Luck of the Irish - Groomer to Groomer

Luck of the Irish

By Dawn Omboy

This lucky little white Mini Poo belongs to my Aunt Jeri, my mom’s sister who lives in the desert of Southern California and is of Irish decent. On my recent visit, I wanted to surprise Aunt Jeri with a little creative design on her beloved Sam. A groomer friend in the area offered the use of her salon while I was in the area, and I brought my airbrush along for the trip. You just never know when one will come in handy!

Sam was already in a short clip with not much hair to work with, so a quick airbrush design was perfect for him. This look just thrilled not only Sam’s mom, Jeri, but my Aunts Joni and Linda and Cousin Gary, who were also visiting Aunt Jeri.

I started by giving Sam a bath and drying him. Next, I mixed a bit of Revlon Colorsilk Black #10 to color Sam’s ears a pretty black. This color will last until it grows out and is clipped away. Using an applicator brush starting from the bottom of the ear, I painted the color onto each ear, coating the hair and working from the bottom up to the top of his ear (Fig. 1).

I coated the top of his head between his ears with undiluted conditioner in case he should shake his head during the 25-minute processing time to prevent color from sticking there. I draped Sam’s body with a towel held securely in place by clipping it together around him to prevent black dye from getting on his body where I did not want it. Since his hair was already short (Fig. 2) there would be no excess coat to clip off.


Once the processing time was up, I placed Sam in a small plastic trash bag and secured it around him so that only his head was exposed before putting him back into the bathtub. This would allow me to rinse the color from his ears using cool water and not splatter color anywhere else on the dog. It also cuts table and drying time, making his grooming session much shorter (Fig. 3).

I purposely did not clip Sam’s face until after the bath so that any unwanted dye spots on his cheeks could easily be clipped away after his ears were rinsed and dried.

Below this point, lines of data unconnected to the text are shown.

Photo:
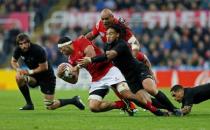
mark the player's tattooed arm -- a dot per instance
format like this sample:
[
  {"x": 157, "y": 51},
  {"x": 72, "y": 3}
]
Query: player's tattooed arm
[
  {"x": 89, "y": 51},
  {"x": 148, "y": 63},
  {"x": 14, "y": 64},
  {"x": 186, "y": 110},
  {"x": 90, "y": 36}
]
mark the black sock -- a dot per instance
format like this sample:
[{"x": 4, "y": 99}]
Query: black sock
[
  {"x": 138, "y": 103},
  {"x": 64, "y": 102},
  {"x": 157, "y": 104},
  {"x": 162, "y": 98},
  {"x": 26, "y": 94}
]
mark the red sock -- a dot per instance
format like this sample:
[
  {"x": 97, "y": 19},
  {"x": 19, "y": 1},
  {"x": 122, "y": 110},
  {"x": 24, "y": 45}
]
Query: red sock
[
  {"x": 150, "y": 107},
  {"x": 119, "y": 104}
]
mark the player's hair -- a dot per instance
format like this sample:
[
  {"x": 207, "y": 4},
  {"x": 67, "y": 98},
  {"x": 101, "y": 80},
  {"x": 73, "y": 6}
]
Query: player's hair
[
  {"x": 119, "y": 28},
  {"x": 21, "y": 37},
  {"x": 63, "y": 40},
  {"x": 176, "y": 88}
]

The next step in this simple salon creative is to prepare the design, which I had drawn out on paper, and to line up the dyes in order of use. I also tested my airbrush equipment to make sure it was flowing properly; you can do this on a towel if you like. I prefer a simple, small gravity-fed airbrush with a small portable motor. For me, this works the best, as it is easily portable and easy to keep clean. In between color, I run alcohol through the gun before adding my next color unless I am blending colors.

With the dog standing on a towel, I started this freehand design by looking at what I had drawn out and outlining my pot onto the back leg of the dog. Then I changed colors and began the rainbow that would lead from my pot of gold to halfway forward on the body, where I would place a shamrock. Cleaning the airbrush with alcohol in between colors and testing it on the towel to be sure they were the proper shade, I finished the rainbow (Fig. 4). For the shamrock, draw three hearts joined in the middle with a stem coming out of the bottom.

Now the complete pattern is done, and you can go back to do some shading and outlining to make your pups picture really pop (Fig. 5)! I outlined in black India ink and did a little shading on the pot, then added some green Critter Color to the little bit of black ink for a darker green shade on my leaves. I cleaned the airbrush and hi-lighted them with a bit of yellow, and I was almost done.

For some finishing touches, I used a green stone held in place with eyelash glue in the center on the shamrock. For my pot of gold, I used coin beads secured to the coat as you would a bow on a small rubber band. This entire design, including bath and dry, only took about an hour and a half (Fig. 6).

My Aunt Jeri had never seen a creatively groomed dog in person and was so very happy when her Sammy came home to her as this little Irish man with a shamrock and a rainbow leading to a pot of gold. Her smile was worth a million bucks! I love you, Aunt Jeri!